Historical Sperm Whale Distribution in Baffin Bay

Sighting data was compiled from eight published datasets and studies to gain a better understanding of the historical distribution of sperm whales in Baffin Bay. Sampling effort for the sighting data was only available for two of the eight data sets. First, for the Programme Intégré de recherches sur les oiseaux pélagiques (PIROP) data set (CWS 2021), effort was calculated by plotting the boundaries of where sperm whales were not sighted during their surveys between 1970-2000 (Gjerdrum et al. 2012). Second, data points for sperm whale sightings and survey effort area from Shell’s marine mammal visual monitoring and mitigation program from 2012-2014 were extracted and replicated from Frouin-Mouy et al. (2017) using WebPlotDigitizer (Rohatgi 2017).

Although there was no sampling effort available for the remaining six data sets they were included in the analysis as opportunistic sightings. Commercial whaling records for sperm whales were accessed on the Ocean Biodiversity Information System (OBIS) from the History of Marine Animal Populations (HMAP) Data Set 04: World Whaling (Smith 2021). Opportunistic and incidental sightings of sperm whales were also retrieved from the Maritimes Region Whale Sightings Database (WSDB) from Fisheries and Oceans Canada (Whalesightings Database 2021), the Incidental Sightings of Marine Mammals data set from the Institute of Marine Research (IMR) (Hartvedt 2020), and from environmental surveys done by the Northwest Atlantic Fisheries Organization (NAFO 2014). Opportunistic sightings from citizen scientists were included from the Happywhale database (Happywhale 2021).
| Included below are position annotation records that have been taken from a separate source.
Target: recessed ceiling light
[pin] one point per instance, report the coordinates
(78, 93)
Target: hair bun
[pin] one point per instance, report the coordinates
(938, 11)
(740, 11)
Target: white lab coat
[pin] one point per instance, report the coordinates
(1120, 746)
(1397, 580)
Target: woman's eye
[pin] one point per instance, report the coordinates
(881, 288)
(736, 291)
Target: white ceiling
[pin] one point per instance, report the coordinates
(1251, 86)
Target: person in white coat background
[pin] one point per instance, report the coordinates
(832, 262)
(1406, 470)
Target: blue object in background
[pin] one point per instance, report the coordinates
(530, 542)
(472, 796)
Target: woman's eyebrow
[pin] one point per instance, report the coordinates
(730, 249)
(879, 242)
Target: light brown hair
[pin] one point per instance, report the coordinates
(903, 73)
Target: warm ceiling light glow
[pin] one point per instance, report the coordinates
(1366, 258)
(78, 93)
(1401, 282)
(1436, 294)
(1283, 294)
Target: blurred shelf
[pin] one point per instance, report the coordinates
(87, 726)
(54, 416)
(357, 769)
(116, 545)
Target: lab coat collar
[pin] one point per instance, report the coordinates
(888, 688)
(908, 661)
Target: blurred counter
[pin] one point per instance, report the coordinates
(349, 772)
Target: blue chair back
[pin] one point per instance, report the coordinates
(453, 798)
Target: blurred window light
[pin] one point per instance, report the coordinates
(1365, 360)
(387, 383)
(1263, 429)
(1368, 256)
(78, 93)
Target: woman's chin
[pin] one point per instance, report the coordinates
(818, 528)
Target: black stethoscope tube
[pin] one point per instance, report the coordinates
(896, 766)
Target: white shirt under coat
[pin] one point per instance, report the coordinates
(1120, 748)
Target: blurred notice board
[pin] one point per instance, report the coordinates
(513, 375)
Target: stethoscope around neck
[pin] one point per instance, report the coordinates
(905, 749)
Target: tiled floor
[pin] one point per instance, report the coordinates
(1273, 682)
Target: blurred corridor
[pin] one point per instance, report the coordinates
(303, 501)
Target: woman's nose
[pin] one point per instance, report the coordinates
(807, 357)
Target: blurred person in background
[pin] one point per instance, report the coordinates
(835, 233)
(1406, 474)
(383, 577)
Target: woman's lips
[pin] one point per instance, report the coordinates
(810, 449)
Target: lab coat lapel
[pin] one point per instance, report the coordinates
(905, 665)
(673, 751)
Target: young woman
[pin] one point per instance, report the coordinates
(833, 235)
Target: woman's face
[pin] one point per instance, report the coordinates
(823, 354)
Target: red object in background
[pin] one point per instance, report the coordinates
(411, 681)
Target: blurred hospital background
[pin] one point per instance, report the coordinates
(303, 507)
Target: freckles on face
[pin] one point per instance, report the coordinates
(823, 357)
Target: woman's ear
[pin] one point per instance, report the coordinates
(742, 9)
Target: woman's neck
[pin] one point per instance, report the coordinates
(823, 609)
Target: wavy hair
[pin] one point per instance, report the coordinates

One additional opportunistic sighting of a sperm whale in Eclipse Sound and tag data from sperm whales in Baffin Bay reported in Lefort et al. (2022) were also used.

Acoustic Data Collection

We used passive acoustic recordings from two sites in the eastern Canadian Arctic near Eclipse Sound between July 2015 and September 2019 over the span of five deployments (Fig. 1, Table 1). The temporal coverage among sites and between deployments varied as a result of field work timing to retrieve/deploy the instruments, the battery life and storage space of the instruments, and different duty cycle regimes discussed in further detail in the last Methods subsection. The two sites were approximately 23 km apart and have an approximate maximum detection range of 20 km for sperm whales based on previous studies (Tran et al. 2014). The Guys Bight (GB) instrument had one deployment at a depth of ~100 m in 2015. The depth of the instrument is not ideal for recording a deep-diving animal such as the sperm whale, but the recordings from 2015 were still included in the analysis as an opportunistic data set, in the sense that it was not necessarily acquired for this specific study. The instrument at Pond Inlet (PI) was at depths between 670 and 800 m over four deployment periods from 2016-2019 (Table 1). We used data from two types of autonomous, bottom-mounted recording devices to collect passive acoustic recordings: Song Meter SM2M (SM2M; Wildlife Acoustics Inc, Concord, MA, USA) and High-frequency Acoustic Recording Package (HARP; Wiggins and Hildebrand, 2007). The SM2M was deployed at the GB site and recorded at a sampling rate of 192 kHz. The HARPs were deployed at the PI site and collected recordings at a sampling rate of 200 kHz. These two sampling rates were chosen to detect the high-frequency echolocation clicks of marine mammals, including but not limited to, sperm whales.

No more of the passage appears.